At one time most Texas automobile liability insurance policies included a so-called family member exclusion which foreclosed liability coverage for any claim made by a family member against a family member. This exclusion was included in these policies based upon the insurance industry’s argument that providing coverage for claims by family members against family members would encourage fraud and collusion. In reality, excluded coverage for that class of individuals most likely to be injured, other than yourself, in an automobile collision other family members. It was in this backdrop that the Texas Supreme Court, in 1993, took up the issue of the family member exclusion in the case of National County Mutual Fire Insurance Co. v. Johnson, 879 S.W.2d 1 (Tex. 1993).

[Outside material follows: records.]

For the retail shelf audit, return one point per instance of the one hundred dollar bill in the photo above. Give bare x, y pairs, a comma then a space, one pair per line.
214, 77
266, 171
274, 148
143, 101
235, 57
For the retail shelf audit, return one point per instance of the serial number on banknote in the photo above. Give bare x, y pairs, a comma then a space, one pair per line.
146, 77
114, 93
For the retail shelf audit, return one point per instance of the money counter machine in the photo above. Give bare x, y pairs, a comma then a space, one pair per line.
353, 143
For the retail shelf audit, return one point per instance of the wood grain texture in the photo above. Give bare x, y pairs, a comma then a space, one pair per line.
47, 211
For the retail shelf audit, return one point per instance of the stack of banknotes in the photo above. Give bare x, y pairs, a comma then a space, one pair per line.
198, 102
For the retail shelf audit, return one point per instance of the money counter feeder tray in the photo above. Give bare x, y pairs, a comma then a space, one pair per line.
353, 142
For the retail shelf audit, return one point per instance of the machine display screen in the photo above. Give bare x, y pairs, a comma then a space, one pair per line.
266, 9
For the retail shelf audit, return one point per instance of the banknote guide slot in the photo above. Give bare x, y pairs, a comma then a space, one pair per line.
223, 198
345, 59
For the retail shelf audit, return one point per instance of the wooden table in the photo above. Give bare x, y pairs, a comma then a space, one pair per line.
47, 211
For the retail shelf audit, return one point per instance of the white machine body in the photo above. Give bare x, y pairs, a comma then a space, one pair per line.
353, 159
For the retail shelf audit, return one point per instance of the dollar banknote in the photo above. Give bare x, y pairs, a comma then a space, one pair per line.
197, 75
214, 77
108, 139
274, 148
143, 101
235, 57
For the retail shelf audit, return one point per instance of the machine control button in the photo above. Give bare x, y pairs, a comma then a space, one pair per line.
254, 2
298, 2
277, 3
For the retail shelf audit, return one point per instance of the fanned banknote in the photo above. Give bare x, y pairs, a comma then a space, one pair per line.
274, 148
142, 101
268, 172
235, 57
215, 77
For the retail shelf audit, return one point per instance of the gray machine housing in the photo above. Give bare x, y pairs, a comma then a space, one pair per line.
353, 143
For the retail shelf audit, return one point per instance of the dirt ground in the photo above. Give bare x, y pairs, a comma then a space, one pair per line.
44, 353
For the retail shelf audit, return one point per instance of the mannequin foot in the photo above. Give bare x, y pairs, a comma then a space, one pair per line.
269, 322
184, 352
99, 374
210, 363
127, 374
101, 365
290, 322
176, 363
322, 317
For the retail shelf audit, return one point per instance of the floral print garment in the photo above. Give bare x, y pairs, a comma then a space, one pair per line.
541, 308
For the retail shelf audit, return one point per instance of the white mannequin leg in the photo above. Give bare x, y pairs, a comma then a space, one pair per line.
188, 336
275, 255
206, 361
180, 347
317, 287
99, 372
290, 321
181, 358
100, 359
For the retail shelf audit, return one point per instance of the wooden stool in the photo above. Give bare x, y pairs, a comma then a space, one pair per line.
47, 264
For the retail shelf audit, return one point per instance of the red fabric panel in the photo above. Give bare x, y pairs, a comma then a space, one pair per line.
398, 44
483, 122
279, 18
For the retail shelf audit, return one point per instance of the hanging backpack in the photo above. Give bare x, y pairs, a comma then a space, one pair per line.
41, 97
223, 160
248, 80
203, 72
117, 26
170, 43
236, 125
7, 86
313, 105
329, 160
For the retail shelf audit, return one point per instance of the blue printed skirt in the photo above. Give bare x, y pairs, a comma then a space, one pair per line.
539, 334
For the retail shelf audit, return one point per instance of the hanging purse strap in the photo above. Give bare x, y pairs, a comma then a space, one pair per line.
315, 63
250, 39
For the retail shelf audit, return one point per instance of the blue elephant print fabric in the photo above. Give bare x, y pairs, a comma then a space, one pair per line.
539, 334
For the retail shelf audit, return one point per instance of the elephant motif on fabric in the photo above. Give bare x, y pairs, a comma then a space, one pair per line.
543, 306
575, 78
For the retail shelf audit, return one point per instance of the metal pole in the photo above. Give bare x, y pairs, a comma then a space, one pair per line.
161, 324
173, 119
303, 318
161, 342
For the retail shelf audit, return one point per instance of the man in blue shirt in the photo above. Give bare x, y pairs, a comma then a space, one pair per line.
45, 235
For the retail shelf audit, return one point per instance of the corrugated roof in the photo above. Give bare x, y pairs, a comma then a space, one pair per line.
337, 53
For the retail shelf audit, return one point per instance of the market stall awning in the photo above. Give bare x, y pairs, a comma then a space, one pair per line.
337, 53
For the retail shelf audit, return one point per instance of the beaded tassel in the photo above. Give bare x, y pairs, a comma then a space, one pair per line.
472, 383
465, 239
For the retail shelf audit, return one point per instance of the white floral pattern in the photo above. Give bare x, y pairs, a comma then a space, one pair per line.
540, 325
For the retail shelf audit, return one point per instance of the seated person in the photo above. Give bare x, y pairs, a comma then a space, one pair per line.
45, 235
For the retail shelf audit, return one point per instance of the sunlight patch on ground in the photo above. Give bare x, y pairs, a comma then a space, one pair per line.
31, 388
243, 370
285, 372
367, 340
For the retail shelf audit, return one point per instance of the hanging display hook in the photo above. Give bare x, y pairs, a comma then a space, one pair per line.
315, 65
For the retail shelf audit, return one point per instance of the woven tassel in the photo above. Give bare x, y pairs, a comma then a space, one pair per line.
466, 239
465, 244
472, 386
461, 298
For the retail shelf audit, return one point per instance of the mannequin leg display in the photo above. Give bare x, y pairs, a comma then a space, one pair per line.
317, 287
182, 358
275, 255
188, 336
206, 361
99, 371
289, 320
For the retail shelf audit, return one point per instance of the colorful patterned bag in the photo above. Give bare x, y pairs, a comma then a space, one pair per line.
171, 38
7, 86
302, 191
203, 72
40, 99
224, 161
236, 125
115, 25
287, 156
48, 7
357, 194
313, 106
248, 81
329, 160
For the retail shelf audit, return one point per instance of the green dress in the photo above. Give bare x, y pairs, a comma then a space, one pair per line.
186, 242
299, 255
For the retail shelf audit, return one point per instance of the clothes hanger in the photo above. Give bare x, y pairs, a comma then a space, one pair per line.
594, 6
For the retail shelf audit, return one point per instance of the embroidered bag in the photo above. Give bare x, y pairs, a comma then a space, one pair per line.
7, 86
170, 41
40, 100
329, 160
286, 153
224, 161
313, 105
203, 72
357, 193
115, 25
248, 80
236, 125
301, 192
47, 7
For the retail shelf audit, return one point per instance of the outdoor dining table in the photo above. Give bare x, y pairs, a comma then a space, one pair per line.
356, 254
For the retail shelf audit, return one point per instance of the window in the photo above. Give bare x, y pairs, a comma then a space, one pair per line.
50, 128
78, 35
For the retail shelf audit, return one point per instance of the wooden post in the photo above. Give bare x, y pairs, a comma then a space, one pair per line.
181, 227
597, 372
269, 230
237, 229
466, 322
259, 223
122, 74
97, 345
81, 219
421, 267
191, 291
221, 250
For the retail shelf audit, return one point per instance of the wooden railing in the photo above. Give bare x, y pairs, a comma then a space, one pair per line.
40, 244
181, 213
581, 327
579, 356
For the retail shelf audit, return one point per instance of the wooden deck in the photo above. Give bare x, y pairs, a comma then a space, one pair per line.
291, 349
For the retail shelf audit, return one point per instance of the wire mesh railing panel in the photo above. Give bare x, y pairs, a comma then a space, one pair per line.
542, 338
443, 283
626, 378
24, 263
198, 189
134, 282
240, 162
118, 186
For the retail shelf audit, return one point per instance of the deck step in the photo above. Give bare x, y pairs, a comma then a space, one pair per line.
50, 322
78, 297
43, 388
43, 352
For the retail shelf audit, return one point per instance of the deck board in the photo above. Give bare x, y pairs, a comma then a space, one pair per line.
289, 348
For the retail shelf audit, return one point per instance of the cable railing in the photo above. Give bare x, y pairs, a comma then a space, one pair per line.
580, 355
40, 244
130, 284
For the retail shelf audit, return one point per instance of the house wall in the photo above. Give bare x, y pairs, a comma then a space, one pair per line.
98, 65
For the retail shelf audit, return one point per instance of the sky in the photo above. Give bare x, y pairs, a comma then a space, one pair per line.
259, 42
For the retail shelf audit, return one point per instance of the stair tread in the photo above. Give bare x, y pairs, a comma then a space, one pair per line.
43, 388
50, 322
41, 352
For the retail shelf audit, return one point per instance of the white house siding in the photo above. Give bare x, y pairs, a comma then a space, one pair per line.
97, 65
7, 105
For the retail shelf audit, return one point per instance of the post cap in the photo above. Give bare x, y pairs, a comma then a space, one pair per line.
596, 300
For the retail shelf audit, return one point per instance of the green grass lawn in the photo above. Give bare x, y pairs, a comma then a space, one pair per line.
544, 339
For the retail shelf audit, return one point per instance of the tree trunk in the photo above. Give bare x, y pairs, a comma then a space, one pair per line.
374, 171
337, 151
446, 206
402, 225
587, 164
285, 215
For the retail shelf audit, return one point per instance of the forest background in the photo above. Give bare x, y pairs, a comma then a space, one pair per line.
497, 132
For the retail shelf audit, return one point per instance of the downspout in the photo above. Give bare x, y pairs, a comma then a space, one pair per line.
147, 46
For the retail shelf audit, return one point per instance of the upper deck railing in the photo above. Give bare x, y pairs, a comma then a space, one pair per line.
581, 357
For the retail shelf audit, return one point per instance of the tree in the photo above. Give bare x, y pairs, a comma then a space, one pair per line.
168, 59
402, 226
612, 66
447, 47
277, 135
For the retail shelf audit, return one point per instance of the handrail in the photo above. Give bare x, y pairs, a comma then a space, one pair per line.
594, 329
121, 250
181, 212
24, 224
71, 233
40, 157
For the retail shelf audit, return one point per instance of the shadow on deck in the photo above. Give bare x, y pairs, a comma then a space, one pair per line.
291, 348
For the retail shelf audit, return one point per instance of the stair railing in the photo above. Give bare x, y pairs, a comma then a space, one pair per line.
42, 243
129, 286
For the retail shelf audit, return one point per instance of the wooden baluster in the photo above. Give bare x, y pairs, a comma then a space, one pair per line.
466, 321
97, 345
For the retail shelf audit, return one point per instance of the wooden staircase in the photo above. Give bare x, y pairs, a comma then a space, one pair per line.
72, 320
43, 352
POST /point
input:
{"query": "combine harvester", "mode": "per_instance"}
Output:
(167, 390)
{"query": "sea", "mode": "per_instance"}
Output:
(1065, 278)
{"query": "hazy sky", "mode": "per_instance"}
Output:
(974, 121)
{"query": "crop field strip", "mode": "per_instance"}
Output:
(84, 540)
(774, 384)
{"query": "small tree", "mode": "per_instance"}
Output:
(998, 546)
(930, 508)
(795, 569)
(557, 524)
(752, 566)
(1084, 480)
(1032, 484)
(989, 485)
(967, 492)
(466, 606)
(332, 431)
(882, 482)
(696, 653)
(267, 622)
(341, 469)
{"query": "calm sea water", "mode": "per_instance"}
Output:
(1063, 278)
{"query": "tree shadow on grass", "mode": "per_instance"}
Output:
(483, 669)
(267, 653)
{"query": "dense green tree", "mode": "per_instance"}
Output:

In Johnson, a policy holder’s truck collided with another automobile. His wife, a passenger in the truck, was injured and subsequently brought suit against him for negligence. Id. The policy-holder’s insurer, however, denied his request for a defense, stating that “Endorsement 575,” a family member exclusion clause, precluded coverage for a liability claim brought by a family member such as his wife. Id. The policy-holder filed a declaratory judgment action to determine his rights under the policy, while the insurer counterclaimed, asking the court to determine whether Endorsement 575 was valid under Texas law. Id.
On appeal of an adverse judgment in the trial court against the insurer, the Texas Supreme Court held that to the extent the family member exclusion purported to deny a family member’s claim within the minimum liability insurance limits required by Texas law, such exclusion was invalid:
- Here, the Board’s approval of the family member exclusion results in a situation in which a claimant for damages resulting from an automobile accident is not allowed to recover damages under an automobile liability insurance policy that the legislature statutorily requires to protect such claimants from losses. The exclusion prevents a specific class of innocent victims, those persons related to and living with the negligent driver, from receiving financial protection under an insurance policy. Such a result is clearly contrary to the express legislative mandate. The Board’s action in approving a family member exclusion providing for such scenarios is inconsistent with the statutory purpose of the Act, and thus their approval of the exclusion is ineffective.
Id. at 3.
Hence, in Texas a family member may make a claim against a relative’s motor vehicle liability insurance for injuries received in a motor vehicle accident caused by that relatives negligence up to the minimum liability limited provided under Texas law currently $30,000 for each injured person, up to a total of $60,000 per accident, and $25,000 for property damage per accident. Despite this fact, even today insurers will sometimes purport to deny claims in their entirety under the family law exclusion. So arm yourself with the truth, and be aware that even if your automobile accident injuries were caused by the negligence of a family member, 30/60/25 coverage is still available to you as a matter of law.¹This basic coverage is referred to as 30/60/25 coverage.